29.bölüm

51.1K 1K 70
                                    

****
selam

biyoloji sınavım çok kötü geçtii ;(
neyse biyolojiden oldum olası nefret etmişimdir :D

vote sınırını doldurdunuz sizi cok seviyorum iyiki varsınız ♥
vote sınırı 25 vote :)
bana şans dileyin yarın tarih ve ingilizce sınavım vaar :
hadi keyifli okumalar read 8700 olmuş ♥♥ siz galp ben ya ♥♥♡♥♡

Yaklaşık bir saatlik yolculukta Ediz dizlerimde uyumuştu. Bense müzik dinleyip yolu seyretmiştim yada Hilal ve Melis'le mesajlaşmıştım. Melis arabada Ayaz ve Bora'nın maç muhabbeti yaptığını söylediğinde gülümsedim ve onlara şu an Ediz dizlerimde uyuyor yazdım. Kıskanın bakayım. Geri cevap olarak ne yazsa beğenisiniz çok tatlısınız keşke ölseniz yazdı. Bende geri cevap olarak babannem gibi tövbe de kız yazdım. Biz böyle mesajlasırken dağ evine geldiğimizi farkettim. Ormanın içinde çok hoş duran bir ev. İki katlı bahçesinde kamelya olan bir ev. Hayallerimin evi. Demir geldiğimizi söyleyip bavulları indirmek için indi.

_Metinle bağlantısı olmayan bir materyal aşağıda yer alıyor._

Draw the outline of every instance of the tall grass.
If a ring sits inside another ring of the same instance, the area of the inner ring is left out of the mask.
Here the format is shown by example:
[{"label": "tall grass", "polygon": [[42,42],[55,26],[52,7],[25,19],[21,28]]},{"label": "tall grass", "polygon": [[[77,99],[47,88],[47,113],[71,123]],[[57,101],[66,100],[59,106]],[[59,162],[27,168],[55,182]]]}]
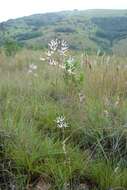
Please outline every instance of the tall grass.
[{"label": "tall grass", "polygon": [[65,80],[40,56],[0,54],[0,188],[36,189],[43,178],[57,190],[126,189],[126,58],[90,57],[89,68],[75,56],[75,78]]}]

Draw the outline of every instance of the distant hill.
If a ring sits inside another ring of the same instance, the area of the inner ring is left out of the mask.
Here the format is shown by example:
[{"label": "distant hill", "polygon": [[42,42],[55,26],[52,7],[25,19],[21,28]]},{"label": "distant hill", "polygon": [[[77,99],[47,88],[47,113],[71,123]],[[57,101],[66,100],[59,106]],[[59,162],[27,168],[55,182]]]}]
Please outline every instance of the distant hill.
[{"label": "distant hill", "polygon": [[56,37],[75,50],[127,53],[127,10],[62,11],[0,23],[0,45],[11,38],[28,48],[45,48]]}]

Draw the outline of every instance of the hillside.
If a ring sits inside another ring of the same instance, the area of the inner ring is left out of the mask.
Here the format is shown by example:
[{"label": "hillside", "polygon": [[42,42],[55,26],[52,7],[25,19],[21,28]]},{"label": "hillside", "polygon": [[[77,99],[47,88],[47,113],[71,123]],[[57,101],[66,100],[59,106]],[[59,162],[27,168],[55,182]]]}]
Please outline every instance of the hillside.
[{"label": "hillside", "polygon": [[66,39],[75,50],[121,54],[126,49],[127,10],[62,11],[0,23],[1,45],[12,38],[29,48],[44,48],[55,37]]}]

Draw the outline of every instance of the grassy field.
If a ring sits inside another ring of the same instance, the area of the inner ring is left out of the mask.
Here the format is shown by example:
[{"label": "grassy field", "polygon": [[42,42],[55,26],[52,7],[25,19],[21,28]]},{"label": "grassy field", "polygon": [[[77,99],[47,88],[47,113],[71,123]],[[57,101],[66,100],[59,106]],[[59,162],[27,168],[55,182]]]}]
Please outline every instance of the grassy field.
[{"label": "grassy field", "polygon": [[127,189],[127,58],[0,54],[0,189]]}]

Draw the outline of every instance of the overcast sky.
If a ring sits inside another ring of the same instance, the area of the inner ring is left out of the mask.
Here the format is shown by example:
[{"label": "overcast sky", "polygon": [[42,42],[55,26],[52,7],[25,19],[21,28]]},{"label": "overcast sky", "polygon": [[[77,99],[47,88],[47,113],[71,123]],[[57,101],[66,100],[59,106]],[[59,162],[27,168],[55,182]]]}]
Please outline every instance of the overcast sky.
[{"label": "overcast sky", "polygon": [[1,0],[0,21],[61,10],[127,9],[127,0]]}]

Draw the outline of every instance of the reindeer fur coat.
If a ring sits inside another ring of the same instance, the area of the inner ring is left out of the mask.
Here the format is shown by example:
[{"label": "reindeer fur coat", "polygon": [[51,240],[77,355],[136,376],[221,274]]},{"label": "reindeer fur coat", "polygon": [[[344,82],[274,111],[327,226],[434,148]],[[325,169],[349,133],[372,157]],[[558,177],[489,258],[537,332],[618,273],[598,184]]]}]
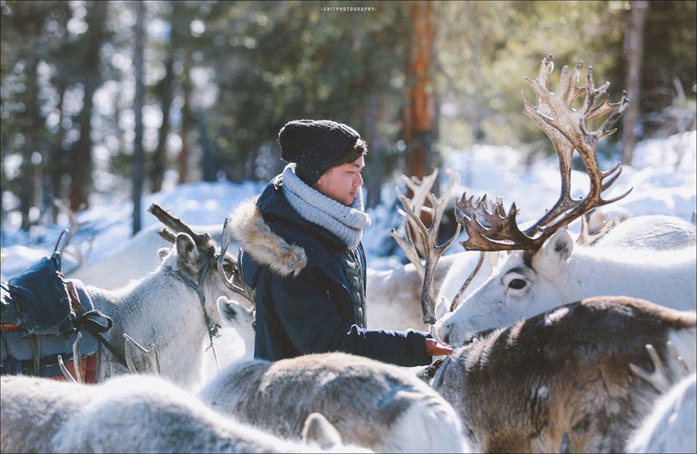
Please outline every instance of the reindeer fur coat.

"Ediz uyan hadi geldik" dedim kulağına yaklaşarak. Omuzlarından sarsıp uyandırmaya çalıştım.

"Derin dizlerin çok rahat ama 5 dakika daha lütfen" dedi. Bu şapşal hareketleriyle isteğini kabul etmek isterdim ama dizlerim uyuştu.

"Ediz olmaz ama dizlerim uyuştu" dedim mızmızlanarak. Yok kalkmayacak. "Ediz şu çocuğu tanıyormusun ,bana selam verdi de" dedim dememlede ayaklandı.

"Hani nerede kıracağım onun kafasını nerede" dedi. Küçük çaplı bir kahkahadan sonra bana şaşkın şaşkın bakan Ediz'e dönüp "şaka yapmıştım ben" deyip arabadan fırladım.

"Ay çok güzel burası"diyen Melis etrafa göz gezdiriyordu. Ayaz ve Bora arabadan çantaları çıkartmaya çalışıyorlardı. Bir yandanda söyleniyorlardı.

"Kız milleti abicim bunlar iki günlük yere bir haftalık kıyafet götürürler. Sonra taşıyan erkekler yorulan erkekler" diye söyleniyordu Bora.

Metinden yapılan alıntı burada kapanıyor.